У нас есть много задач, где приходится обрабатывать (а не просто хранить) петабайты данных. Для них использование stream processing неоправданно.

Там, где латентность важна, мы применяем иные приемы (см. хотя бы довольно древнюю публикацию https://habrahabr.ru/company/yandex/blog/189362/). В том же YT мы последнее время как раз развиваем тему KV-хранилищ и очередей данных, без которых потоковая обработка невозможна.
MapReduce дает оптимальный с точки зрения IO способ обработки больших объемов данных, но ценой значительной латентности (минуты, часы). Stream processing дает возможность сократить латентность до секунд, но заметно дороже в плане IO и CPU и зачастую требует менять сам алгоритм..

Построить сложный алгоритм обработки на MapReduce куда сложнее чем сделать аналогичный при подходе Spark. К тому же не соглашусь что это будет дороже в плане IO и CPU, как раз IO удастся сократить за счет того что часть операций будут выполняться в памяти. А CPU будет в среднем один и тот же.

Может конечно мне не хватает понимания принципов работы вашего MapReduce, поправьте если ошибаюсь.
Отсутствие промежуточной материализации — это конечно плюс, но если working set вычисления помещается в память, то хороший storage layer под MapReduce-системой и так разместит его в памяти (либо автоматически засчет кешей, либо по явному заказу). А вот когда нужно отсортировать петабайт, грубо говоря, то непонятно, чем тут Spark поможет.

IO сильно зависит от того, какой storage под stream processing pipeline мы берем. Для большинства известных мне практических задач, где stream processing вообще имеет смысл, понадобятся KV-хранилища и персистентные очереди, а они дороже, чем простой blob storage вида GFS/HDFS.

Про сложность написания невозможно судить в отрыве от задач. Тем более, что выражать свои мысли совсем не обязательно в MapReduce-терминах, есть и более высокоуровневые средства для описания вычислений (в т.ч. и в Яндексе).

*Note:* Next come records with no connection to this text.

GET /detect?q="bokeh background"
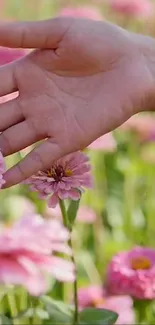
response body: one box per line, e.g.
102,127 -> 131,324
0,0 -> 155,325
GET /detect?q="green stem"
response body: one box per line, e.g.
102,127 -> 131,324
59,200 -> 78,325
7,292 -> 18,325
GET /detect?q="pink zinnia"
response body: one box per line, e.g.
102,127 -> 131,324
88,132 -> 117,152
0,151 -> 6,188
107,247 -> 155,299
26,151 -> 92,207
0,215 -> 75,296
109,0 -> 152,18
78,286 -> 135,325
59,6 -> 103,20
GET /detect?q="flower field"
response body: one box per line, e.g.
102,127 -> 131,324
0,0 -> 155,325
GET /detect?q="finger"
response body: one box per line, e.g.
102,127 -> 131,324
0,121 -> 41,156
0,63 -> 18,96
4,139 -> 66,187
0,98 -> 24,132
0,17 -> 72,48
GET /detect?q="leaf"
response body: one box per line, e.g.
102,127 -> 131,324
79,308 -> 118,325
41,296 -> 73,325
67,200 -> 80,228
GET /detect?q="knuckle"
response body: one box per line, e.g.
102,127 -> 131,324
30,149 -> 45,170
16,162 -> 28,179
1,131 -> 14,156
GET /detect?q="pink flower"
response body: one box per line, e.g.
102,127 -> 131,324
25,151 -> 92,207
59,6 -> 103,20
0,47 -> 26,65
109,0 -> 152,18
88,132 -> 117,152
0,215 -> 75,296
76,205 -> 97,224
107,247 -> 155,299
0,151 -> 6,188
78,286 -> 135,325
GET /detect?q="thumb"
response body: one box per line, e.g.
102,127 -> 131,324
0,17 -> 72,49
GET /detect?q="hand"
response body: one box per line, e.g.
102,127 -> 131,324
0,18 -> 154,187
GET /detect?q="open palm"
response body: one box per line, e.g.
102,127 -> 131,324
0,18 -> 152,186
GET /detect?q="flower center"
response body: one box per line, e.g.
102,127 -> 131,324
92,297 -> 105,308
131,256 -> 151,271
47,165 -> 73,182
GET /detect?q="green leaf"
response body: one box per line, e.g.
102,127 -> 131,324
41,296 -> 73,325
79,308 -> 118,325
67,200 -> 80,227
0,315 -> 13,325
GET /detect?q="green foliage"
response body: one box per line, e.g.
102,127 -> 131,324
41,296 -> 73,325
67,200 -> 80,229
79,308 -> 118,325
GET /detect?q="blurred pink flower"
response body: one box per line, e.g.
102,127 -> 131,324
88,133 -> 117,152
109,0 -> 153,18
0,151 -> 6,188
78,286 -> 135,325
25,151 -> 92,207
119,113 -> 155,142
0,215 -> 75,296
107,247 -> 155,299
59,6 -> 103,20
76,205 -> 97,224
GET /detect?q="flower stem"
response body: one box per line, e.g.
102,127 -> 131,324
59,200 -> 78,325
7,290 -> 18,325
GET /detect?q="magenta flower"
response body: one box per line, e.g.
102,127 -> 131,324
78,286 -> 135,325
0,151 -> 6,188
109,0 -> 152,18
59,6 -> 103,20
0,215 -> 75,296
107,247 -> 155,299
88,132 -> 117,152
25,151 -> 92,207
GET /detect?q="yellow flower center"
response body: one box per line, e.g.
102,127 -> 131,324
65,169 -> 73,177
131,256 -> 151,271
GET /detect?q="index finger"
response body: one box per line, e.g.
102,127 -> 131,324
0,17 -> 72,49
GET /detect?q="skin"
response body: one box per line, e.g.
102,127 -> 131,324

Интерес к Spark и прочим обобщениям совершенно естественен и понятен, и определенную нишу они уже заняли. Но переносить на них большинство тяжелых процессов не осмысленно. Да и сама реализация (если говорить о Spark) еще очень далека до идеала, по крайней мере такие выводы можно сделать из кулуарного общения с теми, кто ее реально применяет.
Отсутствие промежуточной материализации — это конечно плюс, но если working set вычисления помещается в память, то хороший storage layer под MapReduce-системой и так разместит его в памяти

Это при условии хорошего storage layer. Хотя в оригинальном MapReduce все равно каждая операция персистится на диск и причем только в hdfs со всем оверхедом. В Spark операции могут выполняется в памяти либо, если не помещаются, то локально записываться на диск как есть с минимальными издержками.

А вот когда нужно отсортировать петабайт, грубо говоря, то непонятно, чем тут Spark поможет.

Но тут уже смотря какая задача. Если только отсортировать то да. А вот если еще с этим петабайтом нужно много всего сделать (отфильтровать, найти только нужное, изменить как-нибудь, что мне кажется более распространенной задачей) то тут уже Spark может весьма помочь.

Про сложность написания невозможно судить в отрыве от задач. Тем более, что выражать свои мысли совсем не обязательно в MapReduce-терминах, есть и более высокоуровневые средства для описания вычислений (в т.ч. и в Яндексе).

Если сравнивать MapReduce из Hadoop и Spark, то тут для любой задачи куда проще написать на Spark.

Да и сама реализация (если говорить о Spark) еще очень далека до идеала, по крайней мере такие выводы можно сделать из кулуарного общения с теми, кто ее реально применяет.

У нас в компании активно используется Spark, и им полностью довольны. До этого как раз было решение на «классическом Hadoop»

Опять же все мои утверждения по поводу MapReduce могут быть неприменимы к вашей реализации. Поэтому мне и интересно как он у вас устроен внутри.
Это при условии хорошего storage layer. Хотя в оригинальном MapReduce все равно каждая операция персистится на диск и причем только в hdfs со всем оверхедом. В Spark операции могут выполняется в памяти либо, если не помещаются, то локально записываться на диск как есть с минимальными издержками.

Все верно :) Именно поэтому мы работаем над тем, чтобы таких недостатков у нас не было, в т.ч. была возможность выбирать storage media для данных, включая память.

Но тут уже смотря какая задача. Если только отсортировать то да. А вот если еще с этим петабайтом нужно много всего сделать (отфильтровать, найти только нужное, изменить как-нибудь, что мне кажется более распространенной задачей) то тут уже Spark может весьма помочь.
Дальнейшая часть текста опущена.